Marmolejo was an integral part of a successful conspiracy to import large quantities of drugs into the United States. The shipment that he rode with on January 26, 1990 consisted of 200-300 kilograms of cocaine. The district court calculated his base offense level using this amount, not the amount of the entire conspiracy, which the presentence investigation report estimated at 10,000 kilograms. Because only the drugs he actually participated in transporting were attributed to him in calculating his sentence, he cannot now claim to be a minor participant in relation to his offense. Atanda, 60 F.3d at 199 (“when a sentence is based on activity in which a defendant was actually involved, § 3B1.2 does not require a reduction in the base offense level even though the defendant’s activity in a larger conspiracy may have been minor or minimal”).

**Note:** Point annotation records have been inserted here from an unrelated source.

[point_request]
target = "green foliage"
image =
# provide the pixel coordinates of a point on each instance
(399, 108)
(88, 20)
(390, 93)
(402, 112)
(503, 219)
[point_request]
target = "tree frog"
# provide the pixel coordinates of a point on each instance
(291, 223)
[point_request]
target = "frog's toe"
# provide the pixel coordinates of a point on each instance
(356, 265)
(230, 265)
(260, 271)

Marmolejo’s role may appear to be small in relation to the work of the Ortiz cell or the Abrego organization itself, however, he himself accomplished much in the way of furthering their goals. So much so that we must deny him the benefit of § 3B1.2(b).
III.
For the foregoing reasons, the sentence imposed by the district court is vacated and *1218this case is remanded to the district court for sentencing consistent with this opinion.